After consideration of the various suggestions about uncertainty intervals, and the issues ENSO, solar cycles and other features, and considering the magnitude of the pre-existing trend I think over all the data indicate:
- It is quite likely the IPCC projection for an underlying climate trend of 2C/century exceeds the current underlying trend.I cannot speculate on the reasons for the over estimate; they may include some combination of poor forecast of emissions when developing the SRES, to the effect of inaccurate initial conditions for the computations of the 20th century, to inaccuracy in GCMs themselves or other factors.
- It remains likely the warming experienced over the past century will resume.While the 2C/century projection falsifies using both OLS and C-O, the flat trend is entirely consistent with the previously experienced warming trend. In fact, additional analysis (which I have not shown) would indicate the current trend is not inconsistent with the rate of warming seen during the late 90s. It is entirely possible natural factors, including volcanic eruptions depressing the temperature during the early 90s, caused a positive excursion in the 10 year trend during that period. Meanwhile, the PDO flip can be causing a negative excursion affecting the trend. These sorts of excursions from the mean trend are entrely consistent with historic data.Warming remains consistent with the data. As the theory attributing the warming to GHG’s appears sound and predates the warming from the 80s and 90s, I confident it will resume.
What will happen during over the next few years
As Atmoz warns, we should expect to see the central tendency of trends move around over the next few years.
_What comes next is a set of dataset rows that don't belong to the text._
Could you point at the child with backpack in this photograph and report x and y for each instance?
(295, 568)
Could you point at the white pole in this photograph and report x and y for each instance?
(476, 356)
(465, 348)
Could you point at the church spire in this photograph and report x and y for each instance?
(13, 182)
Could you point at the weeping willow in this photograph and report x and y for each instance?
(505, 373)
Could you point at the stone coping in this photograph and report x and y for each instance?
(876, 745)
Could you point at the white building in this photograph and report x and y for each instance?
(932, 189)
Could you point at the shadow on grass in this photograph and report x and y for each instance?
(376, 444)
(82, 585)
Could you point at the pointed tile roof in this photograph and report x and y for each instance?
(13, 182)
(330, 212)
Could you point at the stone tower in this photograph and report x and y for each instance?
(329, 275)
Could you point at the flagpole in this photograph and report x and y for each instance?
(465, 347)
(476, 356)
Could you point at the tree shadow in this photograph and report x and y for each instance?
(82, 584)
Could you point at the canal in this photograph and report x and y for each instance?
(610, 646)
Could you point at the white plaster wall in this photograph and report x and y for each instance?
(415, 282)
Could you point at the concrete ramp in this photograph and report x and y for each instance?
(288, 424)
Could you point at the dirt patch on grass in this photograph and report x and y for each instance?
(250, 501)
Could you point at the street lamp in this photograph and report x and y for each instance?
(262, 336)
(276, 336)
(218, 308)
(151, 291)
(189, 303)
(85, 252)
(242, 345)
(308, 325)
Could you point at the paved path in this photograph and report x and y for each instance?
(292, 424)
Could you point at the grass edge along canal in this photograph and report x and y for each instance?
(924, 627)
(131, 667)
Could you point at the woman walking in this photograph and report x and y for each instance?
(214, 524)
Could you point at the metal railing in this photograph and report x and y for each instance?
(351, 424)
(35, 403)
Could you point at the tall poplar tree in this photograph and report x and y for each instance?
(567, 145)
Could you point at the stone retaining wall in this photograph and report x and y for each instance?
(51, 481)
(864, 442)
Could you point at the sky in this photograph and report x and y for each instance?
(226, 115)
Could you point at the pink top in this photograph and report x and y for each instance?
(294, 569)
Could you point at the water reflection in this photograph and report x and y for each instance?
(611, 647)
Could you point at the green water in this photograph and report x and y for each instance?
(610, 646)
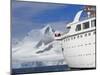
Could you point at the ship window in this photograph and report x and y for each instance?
(71, 38)
(85, 25)
(86, 34)
(93, 23)
(78, 36)
(81, 36)
(74, 37)
(78, 27)
(94, 32)
(89, 34)
(68, 27)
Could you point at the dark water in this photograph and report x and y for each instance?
(57, 68)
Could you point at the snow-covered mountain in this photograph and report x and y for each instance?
(38, 46)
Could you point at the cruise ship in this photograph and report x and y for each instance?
(79, 43)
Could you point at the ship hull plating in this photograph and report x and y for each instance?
(79, 51)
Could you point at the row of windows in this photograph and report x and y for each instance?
(85, 25)
(88, 54)
(81, 45)
(79, 36)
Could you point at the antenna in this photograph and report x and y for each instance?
(90, 10)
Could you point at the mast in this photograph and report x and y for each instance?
(90, 10)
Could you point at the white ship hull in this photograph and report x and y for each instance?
(80, 53)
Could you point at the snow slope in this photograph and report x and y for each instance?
(37, 49)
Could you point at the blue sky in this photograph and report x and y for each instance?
(30, 15)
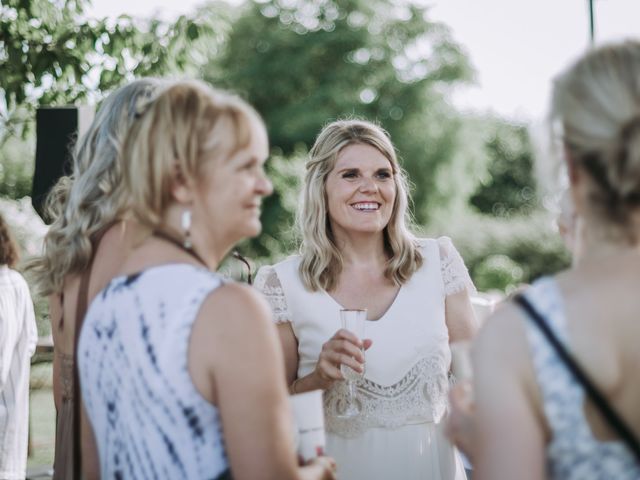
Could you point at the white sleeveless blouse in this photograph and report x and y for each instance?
(406, 378)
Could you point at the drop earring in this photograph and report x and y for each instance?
(186, 229)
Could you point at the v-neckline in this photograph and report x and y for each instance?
(384, 314)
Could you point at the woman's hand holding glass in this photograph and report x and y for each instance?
(344, 348)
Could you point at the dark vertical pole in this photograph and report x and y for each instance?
(592, 27)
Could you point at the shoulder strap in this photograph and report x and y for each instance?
(81, 310)
(598, 399)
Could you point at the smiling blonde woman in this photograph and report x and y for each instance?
(358, 253)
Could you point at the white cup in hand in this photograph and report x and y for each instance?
(308, 416)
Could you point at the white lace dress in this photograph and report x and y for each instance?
(404, 391)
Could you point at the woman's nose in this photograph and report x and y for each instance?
(368, 185)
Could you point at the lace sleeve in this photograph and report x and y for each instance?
(268, 283)
(454, 272)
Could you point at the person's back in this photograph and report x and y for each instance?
(148, 417)
(593, 311)
(535, 417)
(167, 346)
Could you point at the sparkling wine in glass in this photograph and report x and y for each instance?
(354, 321)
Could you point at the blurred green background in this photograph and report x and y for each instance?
(301, 63)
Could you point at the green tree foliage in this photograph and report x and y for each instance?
(304, 63)
(509, 186)
(50, 53)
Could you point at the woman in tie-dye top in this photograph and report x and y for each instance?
(180, 371)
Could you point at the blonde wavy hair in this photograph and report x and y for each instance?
(186, 125)
(596, 111)
(322, 260)
(93, 196)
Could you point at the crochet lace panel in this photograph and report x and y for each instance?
(420, 396)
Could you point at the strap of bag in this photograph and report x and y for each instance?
(598, 399)
(81, 310)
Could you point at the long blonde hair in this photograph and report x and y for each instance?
(596, 107)
(186, 125)
(93, 196)
(321, 259)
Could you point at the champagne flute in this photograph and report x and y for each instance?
(354, 321)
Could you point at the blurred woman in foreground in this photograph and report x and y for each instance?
(534, 415)
(89, 238)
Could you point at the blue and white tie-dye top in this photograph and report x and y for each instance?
(573, 453)
(149, 420)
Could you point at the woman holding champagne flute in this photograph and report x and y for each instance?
(357, 253)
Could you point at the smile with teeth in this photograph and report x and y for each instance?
(366, 206)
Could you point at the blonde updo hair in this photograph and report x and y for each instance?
(93, 196)
(596, 106)
(184, 126)
(321, 259)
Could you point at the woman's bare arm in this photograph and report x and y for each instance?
(236, 341)
(459, 315)
(510, 435)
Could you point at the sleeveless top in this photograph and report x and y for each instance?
(406, 370)
(148, 418)
(573, 453)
What one might expect is that, going forward, we will see the trend slowly oscillate about the mean, but eventually the magnitude of the oscillation will decay.
One of my motives in blogging this is to show this oscillation and decay over time and to permit doubters to see the positive trend resumes.
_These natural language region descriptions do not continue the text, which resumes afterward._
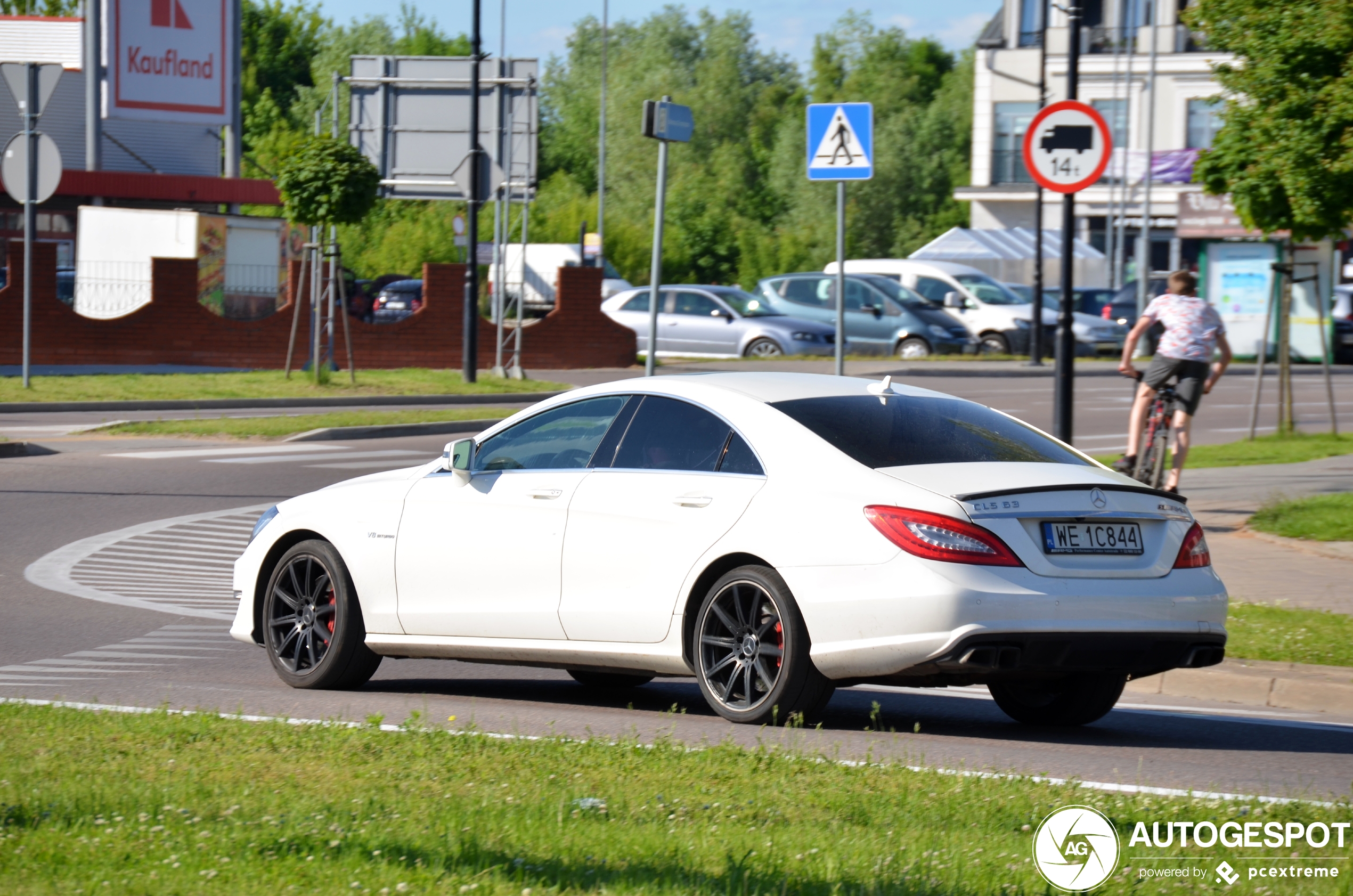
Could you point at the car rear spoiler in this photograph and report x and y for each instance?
(1106, 486)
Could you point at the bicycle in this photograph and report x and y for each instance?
(1156, 437)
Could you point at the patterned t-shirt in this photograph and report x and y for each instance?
(1191, 327)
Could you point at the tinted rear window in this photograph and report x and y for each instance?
(914, 429)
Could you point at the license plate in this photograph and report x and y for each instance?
(1093, 537)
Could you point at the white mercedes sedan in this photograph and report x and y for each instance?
(773, 535)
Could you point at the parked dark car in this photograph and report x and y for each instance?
(397, 301)
(883, 317)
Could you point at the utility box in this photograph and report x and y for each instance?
(241, 260)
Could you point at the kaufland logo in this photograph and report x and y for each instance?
(168, 14)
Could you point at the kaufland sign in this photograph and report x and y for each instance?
(169, 60)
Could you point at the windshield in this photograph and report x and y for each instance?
(745, 304)
(988, 290)
(919, 429)
(898, 293)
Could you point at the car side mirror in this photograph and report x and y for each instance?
(457, 457)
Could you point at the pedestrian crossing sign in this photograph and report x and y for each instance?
(841, 141)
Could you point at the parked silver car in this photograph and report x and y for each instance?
(718, 321)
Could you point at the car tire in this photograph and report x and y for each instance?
(993, 344)
(748, 619)
(325, 649)
(608, 681)
(763, 348)
(914, 348)
(1069, 702)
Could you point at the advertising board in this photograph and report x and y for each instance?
(169, 60)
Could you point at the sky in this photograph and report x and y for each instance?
(540, 28)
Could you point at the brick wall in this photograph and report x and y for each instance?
(175, 329)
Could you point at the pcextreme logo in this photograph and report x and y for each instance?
(1076, 848)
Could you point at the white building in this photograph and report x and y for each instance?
(1115, 52)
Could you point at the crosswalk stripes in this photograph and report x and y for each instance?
(182, 565)
(149, 654)
(307, 455)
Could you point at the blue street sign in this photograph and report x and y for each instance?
(841, 141)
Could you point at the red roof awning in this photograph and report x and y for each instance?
(121, 184)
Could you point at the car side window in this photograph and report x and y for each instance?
(739, 458)
(559, 439)
(695, 304)
(934, 289)
(811, 291)
(666, 434)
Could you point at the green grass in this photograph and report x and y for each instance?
(1264, 450)
(1324, 517)
(283, 427)
(1259, 631)
(116, 803)
(410, 381)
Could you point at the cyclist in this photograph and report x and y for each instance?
(1194, 332)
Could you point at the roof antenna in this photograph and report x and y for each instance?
(883, 390)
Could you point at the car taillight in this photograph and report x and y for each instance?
(938, 537)
(1194, 552)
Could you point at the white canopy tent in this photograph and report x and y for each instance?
(1008, 255)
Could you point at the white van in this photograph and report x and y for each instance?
(543, 263)
(995, 314)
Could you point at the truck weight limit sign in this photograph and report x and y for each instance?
(1066, 146)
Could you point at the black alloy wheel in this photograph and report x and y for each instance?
(313, 626)
(1068, 702)
(751, 651)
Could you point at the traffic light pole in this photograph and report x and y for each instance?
(470, 316)
(1064, 390)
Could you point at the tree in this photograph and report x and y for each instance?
(328, 183)
(1286, 146)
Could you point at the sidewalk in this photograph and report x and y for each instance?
(1259, 569)
(1257, 684)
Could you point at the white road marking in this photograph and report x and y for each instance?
(109, 662)
(222, 452)
(163, 565)
(392, 452)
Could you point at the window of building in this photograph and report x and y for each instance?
(1007, 146)
(1031, 22)
(1204, 119)
(1115, 116)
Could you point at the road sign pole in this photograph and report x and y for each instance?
(30, 213)
(655, 270)
(470, 312)
(841, 278)
(1064, 392)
I will now set off on the sort of rampant speculations permitted bloggers. When the next El Nino arrives, we will see a period where the trends go positive. Given trends from the 70s through 90s, and current trends, it seem plausible to me that, using the methods I describe here that that we will experience some 89 month trends with OLS trends of 3C/century – 4 C/century or even greater sometime during the next El Nino. At which point, someone will likely blog about that, the moment the 89 month trend occurs.
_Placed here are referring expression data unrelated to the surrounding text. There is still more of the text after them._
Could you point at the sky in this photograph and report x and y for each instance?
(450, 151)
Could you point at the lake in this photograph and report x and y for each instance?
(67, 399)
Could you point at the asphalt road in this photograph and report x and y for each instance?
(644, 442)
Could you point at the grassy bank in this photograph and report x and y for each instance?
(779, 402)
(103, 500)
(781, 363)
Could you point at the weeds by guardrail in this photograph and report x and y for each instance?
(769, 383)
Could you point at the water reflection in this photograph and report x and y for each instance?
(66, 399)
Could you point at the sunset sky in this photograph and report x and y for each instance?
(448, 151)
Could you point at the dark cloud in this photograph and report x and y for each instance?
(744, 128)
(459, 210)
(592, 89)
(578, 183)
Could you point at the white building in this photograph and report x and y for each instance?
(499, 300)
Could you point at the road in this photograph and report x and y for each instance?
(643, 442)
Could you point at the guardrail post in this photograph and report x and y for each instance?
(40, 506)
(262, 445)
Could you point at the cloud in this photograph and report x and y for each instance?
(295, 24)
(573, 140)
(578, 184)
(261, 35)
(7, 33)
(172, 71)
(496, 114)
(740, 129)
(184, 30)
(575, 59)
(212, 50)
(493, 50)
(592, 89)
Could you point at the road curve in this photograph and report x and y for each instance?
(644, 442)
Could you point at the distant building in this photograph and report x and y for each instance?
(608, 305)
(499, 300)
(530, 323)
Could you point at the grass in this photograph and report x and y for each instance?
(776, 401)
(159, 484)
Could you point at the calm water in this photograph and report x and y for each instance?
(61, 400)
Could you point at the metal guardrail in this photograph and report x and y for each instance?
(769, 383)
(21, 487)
This result will entirely consistent with the current findings. An OLS (or CO ) trend of 3-4 C/century is likely even if the true trend is less than 2C/century, and even if CO and OLS do give accurate uncertainty intervals.
What’s seems unlikely? I’d need to do more precise calculations to find a firm dividing line between consistent and inconsistent. For now, I’ll suggest that unless there is a) a stratospheric volcanic eruption, b) the much anticipated release of methane from the permafrost or c) a sudden revision in the method the agencies use to estimate GMST, I doubt we’ll see an 89 month trend greater than 4.6 C/century within the next five years. (I won’t go further because I have no idea what anyone is emitting into the atmosphere!)
Meanwhile, what is the magnitude of the trend for the first three decades of this century? That cannot be known with precision for man years. All I can say is: The current data strongly indicate the current underlying trend less than 2C/century, and likely less than 1.6 C/century!